We believe that one extremely important factor driving the search for the magic bullet or miracle curriculum for improved race relations is the insistence in some quarters that we are a color-blind society. A color-blind society does not now and never has existed in the United States. As John Hope Franklin tells us, "Those who insist that we should conduct ourselves as if such a utopian state already existed have no interest in achieving it and, indeed, would be horrified if we even approached it.''

A harsh assessment? You bet. But one that is supported by writers and thinkers from W.E.B. DuBois to Cornel West. If society is unwilling to accept the realities of racism, then the actions we (and schools) choose to solve race-centered problems run the risk of being superficial, ineffective, or out of sync with reality. In other words, since many of us in schools do not believe racism is a threat to society, when a race-centered problem arises, we address it with the superficial--showing a film, planning an ethnic-food fair, or holding a one-day sensitivity workshop.

Many of us simply do not want to accept the harsh assessments--wake-up calls, really--of writers like Derrick Bell or John Hope Franklin. Such acceptance ultimately means that those of us (schools included) who are serious about battling racism must be willing to commit to the endeavor as a lifetime struggle. The history of racial oppression in America is a legacy from which we simply cannot emerge "simply.''

Yet, for most, any commitment that is more than simple is simply too much. Getting school districts to commit to the level of reforms that have taken place at schools like La Escuela Fratney in Milwaukee and the Southside Family School in Minneapolis--two schools with strong anti-racist objectives weaved into all aspects of school life--is out of the question. Few want to get this serious.
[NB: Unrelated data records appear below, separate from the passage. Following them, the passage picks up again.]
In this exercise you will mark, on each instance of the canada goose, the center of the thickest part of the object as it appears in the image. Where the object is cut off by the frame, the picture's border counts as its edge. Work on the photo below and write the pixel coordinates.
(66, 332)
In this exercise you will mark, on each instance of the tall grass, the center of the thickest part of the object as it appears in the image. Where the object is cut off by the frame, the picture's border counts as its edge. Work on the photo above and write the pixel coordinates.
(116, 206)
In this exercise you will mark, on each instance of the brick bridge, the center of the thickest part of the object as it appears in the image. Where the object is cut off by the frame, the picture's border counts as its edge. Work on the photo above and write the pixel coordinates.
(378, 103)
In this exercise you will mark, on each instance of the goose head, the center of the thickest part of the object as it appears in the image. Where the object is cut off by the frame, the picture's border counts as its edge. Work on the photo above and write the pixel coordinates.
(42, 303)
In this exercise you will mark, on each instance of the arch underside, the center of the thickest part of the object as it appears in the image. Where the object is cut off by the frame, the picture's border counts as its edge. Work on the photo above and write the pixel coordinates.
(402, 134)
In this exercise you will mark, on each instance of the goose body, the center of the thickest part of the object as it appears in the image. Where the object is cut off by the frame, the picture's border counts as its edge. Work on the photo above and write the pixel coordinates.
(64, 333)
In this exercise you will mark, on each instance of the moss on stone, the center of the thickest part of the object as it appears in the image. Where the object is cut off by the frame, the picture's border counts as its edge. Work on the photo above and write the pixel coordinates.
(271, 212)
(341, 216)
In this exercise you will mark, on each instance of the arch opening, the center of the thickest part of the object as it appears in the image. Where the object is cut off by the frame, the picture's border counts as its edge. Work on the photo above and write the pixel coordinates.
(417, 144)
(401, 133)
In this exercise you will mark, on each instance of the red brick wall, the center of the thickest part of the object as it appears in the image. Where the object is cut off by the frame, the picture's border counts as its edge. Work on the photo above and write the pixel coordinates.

So in the end, many fall back on the safety of the simple notion that racism can be eliminated with the magic bullet or the miracle curriculum.

Once again, we warn schools that it cannot happen.

The psychologist Kenneth B. Clark has said, "Children must be helped to understand that one cannot keep others down without staying down with them.'' We believe the study of history plays a unique role in shaping this ideal. But not the study of any history. We believe that what Kenneth Clark had in mind was what Mr. Franklin also had in mind when he said all Americans, but especially whites, must confront and deal with a past history of "racial brutality.''

Many Americans wish to simply forget this history. It is difficult to get schools to teach openly and honestly about the enslavement of African-Americans or their oppression under Jim Crow laws. The history of the civil-rights movement is frequently nothing more than a blip on the radar screen of curriculum. Teaching this amazing and complex passage in our national life as one more curricular blip, however, does little to teach schoolchildren the real lessons from this period. In fact, some current approaches to teaching civil-rights history may do more harm than good. The civil-rights researchers Ceasar L. McDowell and Patricia Sullivan have noted that "... many people believe the movement began with Rosa Parks and ended on a hotel balcony in Memphis, and having achieved its primary goal of 'voting rights' and the elimination of legalized segregation [it] has little to offer the world of today except for vicarious nostalgic pleasure.''

By trivializing this history we run the risk of believing that a color-blind society was achieved during the movement. We run the risk of believing that shortly after the 1963 March on Washington, America entered into that utopian state Dr. Martin Luther King Jr. described in his famous "I Have A Dream'' speech. Such an ideal, of course, has not been achieved.

Teaching about the civil-rights movement will not achieve it. But an understanding of that struggle can give students tools to continue the search for that ideal: information and a heightened sense of civic responsibility.

In a simpler time, Henry Wadsworth Longfellow wrote that "if we could read the secret history of our enemies, we should find in each person's life sorrow and suffering enough to disarm all hostility.'' We believe with a passion in the power that peering into that "secret history'' can have for all our futures.